Oakland Athletics’ Inactive Offseason Leading to Disappointing Start

May 3, 2019, 9:02 AM | Updated: 9:04 am

(Photo by Tom Szczerbowski/Getty Images)...

(Photo by Tom Szczerbowski/Getty Images)

(Photo by Tom Szczerbowski/Getty Images)

The 2018 season for the Oakland Athletics was the ride of a lifetime. A team of young-guns with nothing to lose approached the batters box the same way they did the season; swinging for the fences. The A’s, not expected to make much noise in a stacked American League West division, won 97 games while hitting a monstrous 227 home runs. After a brief taste of the postseason, being eliminated by the New York Yankees in the AL Wild Card game, Oakland had high expectations heading into 2019.

Those expectations are still there. But, instead of using the offseason to fill the major holes that the Athletics have, especially with their pitching rotation, the organization elected to sit on their hands and hope that lightning would strike twice.

The game of baseball in 2019 is very different from what it was just a few years ago; where power and home runs are the name of the game and launch angle is at the peak of analytics. There aren’t too many teams that can hit it out of the yard better than the A’s, who feature sluggers like Khris Davis, Matt Chapman and Matt Olson on their daily lineup card. While scoring runs is essential to winning games, being able to keep your opponent from scoring more is still just as important.

Oakland’s pitching rotation, already suspect as a whole, is plagued with injuries. Sean Manaea, Daniel Gossett, Jharel Cotton, Marco Estrada, Jesus Luzardo and A.J. Puk are all currently on in Injured List, and most of them have been out for quite some time.

The A’s front office ended last season knowing that many of the names above wouldn’t be available for a large portion of the season. While fans shouldn’t have expected the team to throw big money or trade offers at superstar arms, it was fair to expect some kind of move to, if nothing else, put together a rotation that can go a minimum of five innings consistently.

Instead, not only did Oakland not try to fix the problem, they added to it by allowing veteran catcher Jonathan Lucroy, who was largely responsible for what little success A’s pitching had in 2018, to go to the Los Angeles Angels for a more than reasonable price.

We have heard a lot of praise from the A’s about the talented young pitchers in their minor league system. When it comes to talent development, Oakland’s track record is second to none. However, those exciting prospects have had little opportunity to show what they can do at the MLB level due to the amount of time they have spent on the shelf.

It’s understandable that the A’s wouldn’t want to give up on those prospects so quickly, but sticking with them at the risk of hurting your MLB roster’s chances at winning a World Series is nothing short of foolish.

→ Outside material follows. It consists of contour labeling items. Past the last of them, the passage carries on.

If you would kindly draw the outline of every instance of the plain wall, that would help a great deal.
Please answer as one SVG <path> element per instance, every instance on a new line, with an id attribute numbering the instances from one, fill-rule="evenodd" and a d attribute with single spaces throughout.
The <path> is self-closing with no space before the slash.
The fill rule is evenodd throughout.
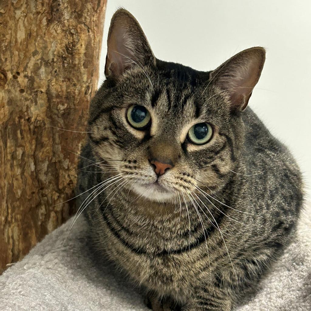
<path id="1" fill-rule="evenodd" d="M 164 60 L 207 71 L 244 49 L 265 48 L 266 62 L 249 104 L 289 147 L 311 193 L 311 2 L 108 0 L 100 84 L 110 20 L 120 7 L 135 16 Z"/>

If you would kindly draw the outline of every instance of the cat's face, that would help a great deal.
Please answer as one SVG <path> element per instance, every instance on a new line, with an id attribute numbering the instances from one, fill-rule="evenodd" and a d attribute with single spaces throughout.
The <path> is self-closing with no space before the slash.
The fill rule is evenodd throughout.
<path id="1" fill-rule="evenodd" d="M 213 72 L 198 72 L 156 59 L 136 20 L 117 11 L 107 79 L 92 101 L 89 123 L 103 171 L 122 174 L 125 187 L 158 202 L 221 188 L 243 141 L 239 111 L 259 78 L 263 51 L 246 50 Z"/>

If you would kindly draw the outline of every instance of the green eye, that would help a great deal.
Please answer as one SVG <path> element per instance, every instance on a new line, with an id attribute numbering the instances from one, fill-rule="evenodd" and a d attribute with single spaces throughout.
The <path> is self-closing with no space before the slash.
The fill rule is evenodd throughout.
<path id="1" fill-rule="evenodd" d="M 149 112 L 143 106 L 139 105 L 130 107 L 126 116 L 130 125 L 138 130 L 144 129 L 151 119 Z"/>
<path id="2" fill-rule="evenodd" d="M 188 132 L 189 140 L 196 145 L 206 144 L 211 138 L 213 129 L 208 123 L 204 122 L 193 125 Z"/>

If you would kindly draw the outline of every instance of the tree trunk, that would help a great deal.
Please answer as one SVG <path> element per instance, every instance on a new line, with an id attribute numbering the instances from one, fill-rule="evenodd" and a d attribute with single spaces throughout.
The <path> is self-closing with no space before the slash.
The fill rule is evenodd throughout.
<path id="1" fill-rule="evenodd" d="M 0 1 L 0 273 L 74 211 L 106 2 Z"/>

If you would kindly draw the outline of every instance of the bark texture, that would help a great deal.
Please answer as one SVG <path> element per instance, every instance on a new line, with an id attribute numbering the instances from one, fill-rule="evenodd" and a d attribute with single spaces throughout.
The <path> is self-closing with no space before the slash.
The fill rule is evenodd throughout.
<path id="1" fill-rule="evenodd" d="M 0 1 L 0 273 L 74 210 L 106 1 Z"/>

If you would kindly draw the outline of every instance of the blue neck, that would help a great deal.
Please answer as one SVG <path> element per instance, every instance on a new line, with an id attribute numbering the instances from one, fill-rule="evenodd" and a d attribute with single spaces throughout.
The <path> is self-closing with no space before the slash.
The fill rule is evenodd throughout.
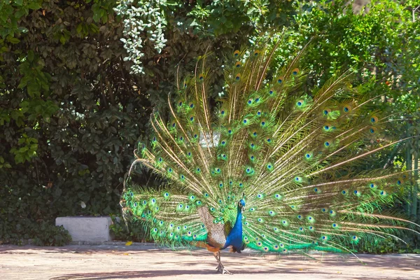
<path id="1" fill-rule="evenodd" d="M 242 209 L 239 206 L 238 206 L 237 209 L 238 209 L 238 214 L 237 214 L 237 220 L 236 220 L 236 222 L 234 222 L 234 225 L 233 226 L 233 228 L 232 229 L 232 230 L 233 231 L 235 229 L 237 229 L 237 230 L 240 231 L 241 233 L 242 232 Z"/>
<path id="2" fill-rule="evenodd" d="M 237 220 L 234 223 L 233 228 L 226 237 L 226 243 L 222 248 L 224 249 L 229 246 L 234 246 L 237 249 L 240 250 L 242 245 L 242 209 L 238 206 L 238 214 L 237 214 Z"/>

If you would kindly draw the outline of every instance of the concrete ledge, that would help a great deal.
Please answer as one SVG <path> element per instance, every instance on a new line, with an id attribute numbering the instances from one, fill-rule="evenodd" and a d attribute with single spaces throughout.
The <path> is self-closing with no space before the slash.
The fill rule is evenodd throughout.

The A’s plan is simple; try and say afloat for as long as possible, hovering around the .500 mark for the first few months of the season, until pitchers are healthy enough to work their way back into the rotation. But that plansimply isn’t working. Already 33 games into what was supposed to be the season that the A’s dethroned the Houston Astros in the AL West, Oakland finds themselves at the bottom of their division, 4.5 games back of Houston, with a 14-19 overall record.

Of course there’s still plenty of time to turn things around, but Oakland’s “cheap” reputation has already got the most loyal of fans saying, “here we go again”. Offensively the roster is still loaded with talent, ready to compete at the highest level and make a deep postseason run. But if the A’s were looking to avoid wasting the few precious years of peak run production, not doing anything during the winter was not the right course of action.

The Khris Davis extension was a start, but maintaining a winning team in Oakland has always been the biggest problem. It’s one thing to go all-in and things not work out (like the Jon Lester trade in 2014), but to sit idle while bad pitching takes away all the hope and progress from 2018 is about as bad as it gets.

“If it ain’t broke, don’t fix it.”

The A’s, right now, are definitely “broke”.